Le 14 juin 2018 est devenu un jour historique pour le pays du Pape. Le vote du parlement argentin favorable à la dépénalisation de l’avortement replace le pays en position de leadership des droits civiques en Amérique latine. Malgré un vote disputé, les députés argentins ont finalement accepté le projet de loi pour la dépénalisation de l’avortement, avec 129 voix pour le «oui» contre 125 pour le «non». Le projet de loi doit encore être approuvé par le Sénat à une date qui n’a pas encore été définie.
Photo : Le Petit Hergé
Pendant les vingt-trois heures de vote au Parlement, l’Argentine s’est divisée en deux. D’un côté, les citoyens en faveur de la dépénalisation, caractérisés par la couleur verte et soutenus par la Campaña Nacional por el Derecho al Aborto Legal, Seguro y Gratuito en Argentina (Campagne nationale pour le droit à l’avortement légal, sûr et gratuit en Argentine). Réuni devant le Congrès, le groupe avait déployé une banderole prônant une «Éducation sexuelle pour décider, des contraceptifs pour ne pas avorter, un avortement légal pour ne pas mourir».
De l’autre côté d’une barrière métallique étaient rassemblés les citoyens autoproclamés «en faveur de la vie», avec pour slogan «Sauvons les deux vies», menés par l’Église catholique et représentés par la couleur bleu céleste du drapeau du pays. En Argentine, le catholicisme est pratiqué par 92% de la population et l’importance de cette religion pourrait influencer considérablement la future décision des sénateurs sur la loi.
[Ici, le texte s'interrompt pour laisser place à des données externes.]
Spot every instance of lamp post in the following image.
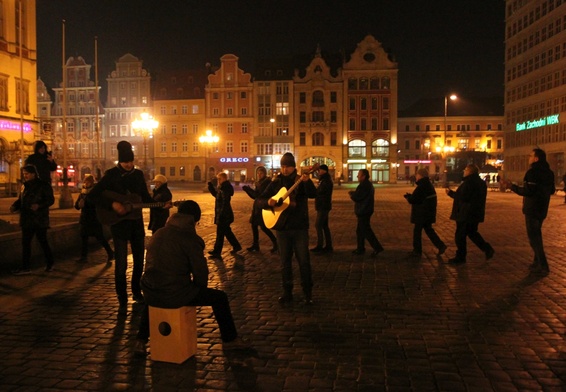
[199,129,220,182]
[269,118,275,176]
[132,112,159,179]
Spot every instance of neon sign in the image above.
[220,157,250,163]
[515,114,560,132]
[0,120,31,132]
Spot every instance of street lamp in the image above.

Les lois concernant l’avortement en Amérique latine et dans les Caraïbes font partie des plus restrictives au monde. Au Salvador, au Nicaragua, au Honduras et en Haïti, l’interdiction d’avorter est absolue et passible d’une peine de prison qui peut dépasser les trente ans. Actuellement en Amérique latine, le nombre d’avortements illégaux est estimé à plus de deux millions chaque année. Seuls trois pays l’autorisent sans besoin de justificatifs : Cuba depuis 1965, et l’Uruguay et la Guyane depuis 2012.
Le président argentin Mauricio Macri a joué un rôle essentiel dans l’organisation du débat sur ce thème. S’il s’est déclaré, dans un premier temps, contre la dépénalisation de l’avortement, il a finalement mis en place un débat politique respectant les valeurs de la démocratie. Depuis son élection fin 2015, l’Argentine est entrée dans une grave crise économique l’obligeant le mois dernier à demander l’aide du FMI. Face à cette forte tension économique, la volonté du président de maintenir le dialogue et de mettre en place un vote sur la question de l’avortement, et ce malgré ses propres déclarations, peut être interprétée comme une manœuvre politique visant à redorer son image progressiste et à faire oublier, le temps du débat, la situation économique difficile dans laquelle le pays est plongé.
Stratégie politique ou non, l’acceptation de la loi par le Parlement représente déjà une victoire célébrée dans toute l’Amérique latine. Il ne reste plus qu’à attendre l’approbation du Sénat et espérer que, dans un futur proche, d’autres pays de la région suivent l’exemple argentin.